Aux commandes de l’équipe, Boudewijn Bonebakker, guitariste de Gorefest, un groupe qui évolue entre le hard rock et différentes sensibilités extrêmes (death, heavy metal). Lassé de servir les mêmes plats, Boudewijn décide de changer la carte et d’explorer les contrées goûtues du progressif, en se basant sur l’utilisation de l'orgue Hammond. Retour donc aux années 70, avec des arômes vintage et des méthodes analogiques : seules les voix ont été enregistrées à part, le reste dans les conditions du live. Le goûteur - pardon, l’auditeur - se dit : “Encore les 70’s !”, tant il est vrai que le retour aux sources est une recette galvaudée ...
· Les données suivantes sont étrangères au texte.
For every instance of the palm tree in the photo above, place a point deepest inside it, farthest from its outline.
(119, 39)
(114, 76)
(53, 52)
Et puis après quelques minutes d’écoute, de dégustation devrais-je écrire, il faut se rendre à l’évidence : les marmitons ont ici un savoir-faire certain, et l’expérience du chef amène à un résultat bien abouti. La production est effectivement teintée de saveurs 70’s, avec un Hammond en vedette et des arômes de The Doors ('March of the Gingerpig') ou Deep Purple ('Undefined Call'), qui ne seront pas pour déplaire aux nostalgiques. Le tout est servi dans une présentation plutôt dynamique où le rock n’est jamais bien loin, le plus bel exemple étant 'Blind to Reason', entamé de façon assez genesienne par des harmonies vocales posées sur une guitare classique et calme, puis hardiment breaké sur un rythme lourd. Non content d’utiliser les recettes éprouvées du rock basique, Gingerpig n’hésite pas à s’aventurer en terrain plus progressif, histoire de titiller nos papilles auditives : 'Dimlighted Heart' est un bon exemple de pièce montée typiquement progressive, avec cette longue envolée de guitare qui ramène au thème initial. Les amateurs de (relatives) complexifications trouveront donc leur compte dans cet album, qui musarde également du côté de la soul ('Pipedream') ou du blues ('Digging With Bare Hands').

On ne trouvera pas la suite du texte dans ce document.